On the plus side, Neil Harding approves of Ken Clarke's "Prison doesn't work" stance, and I very much agree. Some of us have been trying to make this argument for more than 30 years, but know-nothing tabloid kneejerk populist yelling always seems to win the day over the calm appraisal of facts in the area of law-'n'-order. We wait to see whether it will really be any different this time.

Defence cuts, and raising the income tax threshold, are positive moves as far as they go; but, as Neil points out, the defence budget could be slashed far more than this without any discernible disbenefits to the country as a whole. Some jobs would be lost. But the present level of defence expenditure -- on pointless macho toys like aircraft carriers and Trident missiles -- is a remarkably expensive way of sustaining a few hundred thousand jobs.

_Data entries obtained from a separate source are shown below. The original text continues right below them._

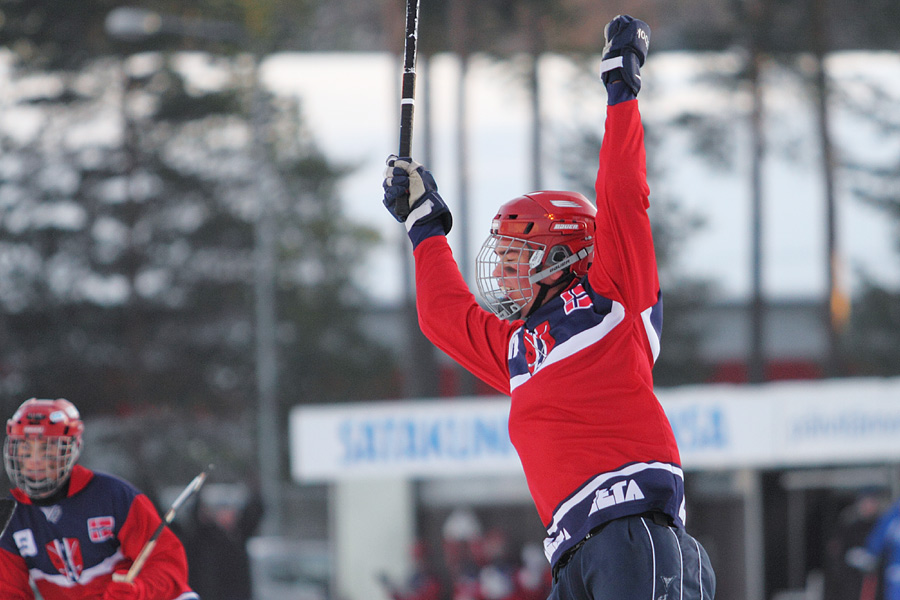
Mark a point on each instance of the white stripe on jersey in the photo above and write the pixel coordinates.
(652, 336)
(574, 344)
(598, 481)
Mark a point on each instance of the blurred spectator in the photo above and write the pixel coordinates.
(880, 547)
(533, 580)
(496, 577)
(216, 546)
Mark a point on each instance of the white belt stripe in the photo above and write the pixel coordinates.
(680, 562)
(598, 481)
(652, 336)
(700, 568)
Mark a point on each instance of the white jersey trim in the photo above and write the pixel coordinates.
(652, 336)
(574, 344)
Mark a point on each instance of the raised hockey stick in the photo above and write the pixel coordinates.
(138, 564)
(408, 87)
(7, 506)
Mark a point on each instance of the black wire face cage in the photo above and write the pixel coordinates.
(40, 466)
(504, 267)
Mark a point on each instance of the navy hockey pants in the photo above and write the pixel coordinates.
(634, 558)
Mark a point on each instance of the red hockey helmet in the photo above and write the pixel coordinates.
(532, 237)
(43, 442)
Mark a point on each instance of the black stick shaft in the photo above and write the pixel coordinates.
(408, 91)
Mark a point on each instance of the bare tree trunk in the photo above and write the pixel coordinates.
(836, 303)
(755, 10)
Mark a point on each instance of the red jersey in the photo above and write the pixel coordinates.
(593, 439)
(71, 548)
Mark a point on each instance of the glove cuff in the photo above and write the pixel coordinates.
(429, 217)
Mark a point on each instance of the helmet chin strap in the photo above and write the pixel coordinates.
(563, 264)
(545, 289)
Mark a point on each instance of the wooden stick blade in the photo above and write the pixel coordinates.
(7, 507)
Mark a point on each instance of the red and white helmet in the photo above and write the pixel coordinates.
(43, 442)
(536, 235)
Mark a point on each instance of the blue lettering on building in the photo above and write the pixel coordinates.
(406, 440)
(699, 428)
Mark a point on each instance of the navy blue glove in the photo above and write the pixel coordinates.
(411, 196)
(627, 43)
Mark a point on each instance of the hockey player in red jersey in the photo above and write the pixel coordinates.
(572, 336)
(74, 529)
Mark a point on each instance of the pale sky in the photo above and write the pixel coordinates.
(351, 103)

On big item missing from his "good things" list, I think, is transport. Rather remarkably, the coalition has stuck so far to its determination not to expand airport capacity in the south-east, in the face of a great deal of doomist bleating from the vested interests concerned. Also, Philip Hammond as Transport Secretary is proving a good deal less of a "petrolhead" than most of us feared. Not only are Crossrail and Thameslink going ahead, and a certain (albeit too limited) amount of railway electrification also; but the man has actually been going around saying that railways are an essential part of the economy's infrastructure, and have to be invested in whether they make a "profit" or not. This is about as different from the usual Thatcherite dogma as you could reasonably get, and deserves more credit than it has so far received, especially in the present economic circumstances.